6 pajak restoran. Hal ini terlihat dari masih banyaknya pengusaha yang tidak memenuhi kewajibannya sebagai wajib pajak dan terdapat berbagai kecurangan dalam perhitungan besaran pajak karena sistem pemungutan di Indonesia yang menggunakan self assessment system. Self Assesment System adalah suatu sistem pemungutan pajak yang memberi wewenang kepada wajib pajak untuk menentukan sendiri besarnya pajak yang terutang (Prabowo, 2006:6). Dengan diterapkannya sistem tersebut diharapkan dapat memberikan kesadaran terhadap masyarakat sebagai wajib pajak untuk melakukan kewajibannya. Berdasarkan uraian latar belakang diatas, penulis sangat tertarik untuk membahas permasalahan kedalam suatu laporan tugas akhir dengan judul Analisis Efektivitas Penerimaan Pajak Hotel dan Restoran Seta Kontribusinya Terhadap Penerimaan Pajak Daerah di Kabupaten Berau. B. Rumusan Masalah Berdasarkan uraian latar belakang masalah yang ada, maka dapat dirumuskan permasalahan sebagai berikut : 1. Bagaimana efektivitas penerimaan pajak hotel dan pajak restoran di Kabupaten Berau berdasar realisasi dan target? 2. Bagaimana kontribusi pajak hotel dan pajak restoran terhadap penerimaan pajak daerah di Kabupaten Berau berdasar realisasi dan target? 3. Faktor-faktor apa yang mempengaruhi efektifitas dan kontribusi penerimaan pajak hotel dan pajak restoran?
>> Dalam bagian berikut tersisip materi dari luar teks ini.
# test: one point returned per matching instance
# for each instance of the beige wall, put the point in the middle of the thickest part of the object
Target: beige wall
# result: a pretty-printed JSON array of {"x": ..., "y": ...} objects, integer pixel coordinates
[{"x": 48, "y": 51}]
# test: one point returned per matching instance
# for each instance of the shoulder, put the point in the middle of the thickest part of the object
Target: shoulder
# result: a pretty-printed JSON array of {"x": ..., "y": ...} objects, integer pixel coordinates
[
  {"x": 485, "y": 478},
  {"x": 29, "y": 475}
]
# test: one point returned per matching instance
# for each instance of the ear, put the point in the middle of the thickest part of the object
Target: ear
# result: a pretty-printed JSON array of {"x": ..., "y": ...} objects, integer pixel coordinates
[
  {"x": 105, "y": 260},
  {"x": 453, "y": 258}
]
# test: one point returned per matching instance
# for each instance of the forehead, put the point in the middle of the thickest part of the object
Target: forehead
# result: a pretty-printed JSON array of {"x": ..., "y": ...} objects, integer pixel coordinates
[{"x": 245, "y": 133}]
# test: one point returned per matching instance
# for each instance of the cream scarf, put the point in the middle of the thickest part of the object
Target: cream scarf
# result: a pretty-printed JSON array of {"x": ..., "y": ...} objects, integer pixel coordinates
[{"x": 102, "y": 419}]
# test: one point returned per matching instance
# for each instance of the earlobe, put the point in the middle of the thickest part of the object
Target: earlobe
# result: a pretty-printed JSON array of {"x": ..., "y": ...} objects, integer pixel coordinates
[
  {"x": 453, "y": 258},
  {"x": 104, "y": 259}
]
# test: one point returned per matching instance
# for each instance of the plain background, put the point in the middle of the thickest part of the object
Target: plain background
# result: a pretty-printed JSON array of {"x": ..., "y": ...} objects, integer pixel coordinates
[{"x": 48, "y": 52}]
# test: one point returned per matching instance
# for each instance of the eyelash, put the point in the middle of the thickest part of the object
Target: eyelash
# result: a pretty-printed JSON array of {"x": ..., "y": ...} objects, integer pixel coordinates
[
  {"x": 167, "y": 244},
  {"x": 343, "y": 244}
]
7 C. Batasan Masalah Untuk membatasi agar tidak terlalu luas maka dalam penelitian ini penulis hanya berfokus membahas pajak daerah Kabupaten Berau khususnya Pajak Hotel dan Restoran terhadap Penerimaan Pajak Daerah serta faktor-faktor yang mempengaruhi efektivitas dan kontribusi penerimaan Pajak Hotel dan Restoran di Kabupaten Berau. Tahun pengamatan dibatasi 3 tahun terakhir yaitu tahun 2012-2014. D. Tujuan Penelitian Tujuan yang ingin dicapai penelitian ini adalah : a. Untuk mengukur tingkat efektivitas penerimaan pajak hotel dan pajak restoran di Kabupaten Berau b. Untuk mengukur berapa besar kotribusi pajak hotel dan pajak restoran terhadap penerimaan Pajak Daerah di Kabupaten Berau c. Untuk menganalisis faktor-faktor yang mempengaruhi efektivitas dan kontribusi penerimaan pajak hotel dan restoran terhadap penerimaan pajak daerah di Kabupaten Berau. E. Manfaat Penelitian Manfaat penelitian ini diharapkan untuk dapat dijadikan sebagai bahan evaluasi untuk menentukan kebijakan guna meningkatkan Penerimaan Pajak Daerah khususnya di pajak hotel dan restoran. Selain itu untuk wajib pajak sebagai bahan informasi terkait dengan peraturan daerah Kabupaten Berau No 1 Tahun 2011 tentang Pajak Daerah. Dan untuk peneliti selanjutnya, hasil penelitian ini diharapkan dapat dijadikan referensi dalam melakukan penelitian kembali.